„Power to the People" ist ein Strategie- und Simulationsspiel mit Fokus auf Ressourcenmanagement. Spieler bauen und betreiben Stromnetze, um den Bedarf wachsender Städte zu decken und gleichzeitig auf Wetterveränderungen sowie plötzliche Ereignisse zu reagieren, die die Netzstabilität gefährden.
Gameplay
Im Mittelpunkt steht das Platzieren von Kraftwerken, deren Vernetzung und die Balance zwischen Erzeugung und steigendem Verbrauch. Je nach Standort und Klima stehen fossile, erneuerbare oder nukleare Anlagen zur Verfügung, die sich mit Speicherlösungen kombinieren lassen. Schaltstationen ermöglichen eine automatische Anpassung der Lastverteilung an Verbrauchsmuster oder äußere Einflüsse.
Forschung verbessert die Infrastruktur und schaltet Marketing-Optionen frei, die das Unternehmenswachstum fördern. Über dreißig Technologien erweitern die Möglichkeiten für Umspannwerke, Kraftwerke und Übertragungsleitungen. Zufallsereignisse wie Stürme, die Leitungen beschädigen, oder plötzliche Verbrauchsspitzen durch lokale Aktivitäten erfordern schnelle Eingriffe, um Blackouts zu vermeiden.
Mehr als zwanzig Gebäude bieten unterschiedliche Optionen für Erzeugung und Verteilung. Einflusspunkte steuern die Forschungsschwerpunkte, während die Zufriedenheit der Kunden den Fortschritt bestimmt. Stromausfälle führen zu Umsatzeinbußen und können Missionsziele gefährden.
Spielmodi
Die Hauptkampagne umfasst vierzehn Missionen auf fünf Kontinenten mit anpassbarem Schwierigkeitsgrad. Jede Mission lässt sich in zwei Spielweisen angehen: Im Strategiemodus pausiert das Spiel am Ende jedes Tages zur Planung, im High-Energy-Modus läuft es ohne Unterbrechung in erhöhtem Tempo und stellt höhere Anforderungen an Reaktionsfähigkeit.
Im Sandkasten-Modus können Spieler auf mehreren Karten frei gestalten und Klima- sowie Startbedingungen selbst festlegen, ohne Kampagnenvorgaben oder Zeitdruck durch Ziele.
Wöchentliche Herausforderungen wechseln regelmäßig mit eigenen Regeln und Einschränkungen. Teilnehmer sammeln auf diesen limitierten Karten Punkte und vergleichen ihre Ergebnisse auf Bestenlisten mit anderen Spielern.
Wichtige Mechaniken und Systeme
Wettersysteme beeinflussen die Leistung bestimmter Kraftwerke und bringen Gefahren wie Blitzeinschläge oder umgestürzte Bäume mit sich. Ereignisse im Stadtleben, etwa Großveranstaltungen, erhöhen kurzfristig die Netzlast und testen die Belastbarkeit. Schaltstationen automatisieren die Steuerung, sobald Verbrauchsmuster erkannt sind.
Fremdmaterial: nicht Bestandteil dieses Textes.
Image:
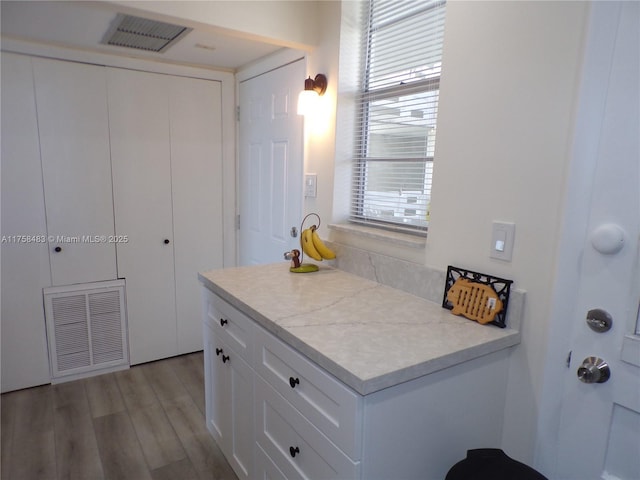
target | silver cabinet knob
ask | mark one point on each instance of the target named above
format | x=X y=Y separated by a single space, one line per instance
x=594 y=370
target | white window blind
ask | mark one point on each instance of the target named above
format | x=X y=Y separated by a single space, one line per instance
x=397 y=109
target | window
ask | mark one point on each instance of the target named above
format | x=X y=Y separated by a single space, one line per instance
x=397 y=109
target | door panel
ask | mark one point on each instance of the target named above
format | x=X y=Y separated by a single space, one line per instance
x=74 y=142
x=196 y=176
x=598 y=432
x=271 y=164
x=140 y=150
x=25 y=266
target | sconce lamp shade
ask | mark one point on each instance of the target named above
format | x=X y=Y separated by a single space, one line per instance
x=313 y=89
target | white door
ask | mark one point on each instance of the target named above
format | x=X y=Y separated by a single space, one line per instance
x=25 y=263
x=74 y=144
x=271 y=164
x=599 y=423
x=141 y=156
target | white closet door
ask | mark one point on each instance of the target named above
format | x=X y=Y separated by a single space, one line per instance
x=25 y=260
x=140 y=151
x=74 y=142
x=196 y=169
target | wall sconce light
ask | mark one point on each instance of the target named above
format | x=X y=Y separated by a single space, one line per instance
x=313 y=89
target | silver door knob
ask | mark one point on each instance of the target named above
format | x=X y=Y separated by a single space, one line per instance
x=594 y=370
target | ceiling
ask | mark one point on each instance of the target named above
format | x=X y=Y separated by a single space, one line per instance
x=82 y=25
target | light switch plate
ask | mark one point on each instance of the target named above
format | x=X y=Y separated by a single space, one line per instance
x=502 y=238
x=310 y=185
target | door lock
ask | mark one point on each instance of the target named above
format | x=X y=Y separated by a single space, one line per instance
x=599 y=320
x=594 y=370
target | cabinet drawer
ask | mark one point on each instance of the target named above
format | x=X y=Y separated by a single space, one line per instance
x=296 y=447
x=326 y=402
x=230 y=325
x=265 y=469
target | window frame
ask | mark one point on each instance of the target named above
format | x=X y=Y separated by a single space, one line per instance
x=364 y=99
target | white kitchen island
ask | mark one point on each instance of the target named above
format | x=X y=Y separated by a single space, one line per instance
x=329 y=375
Überschüssige Energie kann verkauft werden, um neue Infrastruktur zu finanzieren und weitere Siedlungen anzuschließen. Die Forschungsbäume fördern Spezialisierungen auf Effizienz, Kapazität oder Anpassungsfähigkeit an die jeweiligen Bedingungen der Kontinente.
Lohnt sich das Spiel?
„Power to the People" richtet sich an Spieler, die gezieltes Ressourcenmanagement und Netzoptimierung in Einzelspieler-Umgebung schätzen. Die Kampagne bietet strukturierte Fortschritte in unterschiedlichen Umgebungen, während Sandkasten- und Wochenchallenges den Wiederspielwert für offene oder kompetitive Spielweisen erhöhen.
Auf Steam erhält das Spiel überwiegend positive Bewertungen mit 79 Prozent Zustimmung aus mehreren hundert Rezensionen. Nach dem Release wurden Updates veröffentlicht, darunter zusätzliche Inhalte in Version 1.3. Wer Simulationsspiele mit Fokus auf Infrastruktur und Entscheidungen unter begrenzten Ressourcen sucht, findet hier eine konsistente Tiefe ohne unnötige Komplexität.